Bu pazardan eve dönüş saati, en mutlusu olmasa da, onlar için haftanın mutlu saatlerinden biriydi. Tentenin altında sıkıca yerleşerek dış dünyanın acılarını unutabiliyor ve hayatı gözden geçirip günün olaylarını hafif tebessümlerle tartışabiliyorlardı.
Arka taraftaki yolcular, kendi aralarında bir grup oluşturmuşlardı ve Bayan Dollery, yeni gelen arabanın sahibesiyle konuşurken onlar da arabanın sesi yüzünden kendisinin ve önde oturan Bayan Dollery’in duyamadığı, fakat onlar hakkında olan, gizli bir muhabbete dalmışlardı.
“Bu Berber Percomb – şu penceresinde soluk benizli kadın olan,” dedi biri. “Hem çırak olmayan, sırf dışarıdaki reklam panosu kibar değil diye işi bırakan usta bir berberin bu saatte burada ne işi var?”
Onlar adamın konuşmasını dinlediler ancak berber, güler yüzle başını sallayıp konuşuyor olmasına rağmen, sebep olduğu merakı tatmin etme hususunda isteksiz gözüküyordu ve gelmesinden önce arabanın içini canlandıran serbest fikirler, o andan itibaren kontrol altına alınmıştı.
Böylece yola devam ettiler ve HighStoy Tepesi, önlerinde daha da büyüdü. Sonunda akşam karanlığında fark edilebilir hâle geldi, bir taraftan beş yüz metre kadar ötede, bahçeler ve meyve bahçeleri, bir obruğun içinde kayboldu ve böylece ormanlığın içinden kopup ayrıldı. Bu saklı yerden, sinsi sessizliğin içinde, durgun ocakların üzerindeki köklerine kadar, yaratıcılığın gözüyle izi sürülebilen, baştan aşağıya jambon ve domuz etleriyle süslenmiş uzun duman silsilesi yükseliyordu. Orası, dünyanın kapılarının dışındaki, hareketten çok düşüncenin; düşünceden çok kayıtsızlığın olduğu; mantığın sığ koşullarda devam ettiği ve korkunç yaratıcı çıkarımlarla sonuçlanan, ancak zaman zaman ihtişamlı oyunlarla gerçekten Sophoklesvari birleşimlerin, yoğun tutkular ve oradaki yaşamların birbirine kaynaşmış karşılıklı dayanışmalarınca gerçeklikte oynanan, tecrit edilmiş o noktalardan biriydi.

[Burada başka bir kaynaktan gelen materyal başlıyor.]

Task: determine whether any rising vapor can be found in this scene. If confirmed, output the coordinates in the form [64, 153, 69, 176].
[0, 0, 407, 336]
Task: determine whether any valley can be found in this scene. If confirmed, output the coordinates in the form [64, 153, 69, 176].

Burası usta berberin aradığı Küçük Hintock’tu. Yaklaşmakta olan gece yavaş yavaş bacalardan çıkan dumanı örtüyordu fakat etrafı ormanla çevrili topluluğun durumu, birkaç cılız ışık sayesinde, yapraksız dallar ve taşıdıkları, tüy yumağı şeklinde durup ayırt edilemeyen, tüneklerindeki ötücü kuşların arasından az ya da çok göz kırparak hâlâ fark edilebiliyordu.
Berberin arabadan indiği köye doğru sapan patikanın köşesinden Bayan Dollery’in arabası, yolun düzgünlüğü açısından, hor görülen Küçük Hintock’tan ayrılamayacak olan fakat aslında dünyanın geri kalanı adına küçük köye örnek teşkil eden Büyük Hintock’a doğru devam ediyordu.
“Bu gideceğiniz yerde zeki ve eğitimli bir doktor yaşıyor içeride tedavi edilecek biri olduğu için değil, şeytanla aynı sınıftan olduğunu söyledikleri için.”
Bu gözlem, ayrıldığı sırada berbere, kısa işinin o yönde olduğu imâsında bulunmak için son bir teşebbüs olarak, kadınlardan biri tarafından söylenmişti.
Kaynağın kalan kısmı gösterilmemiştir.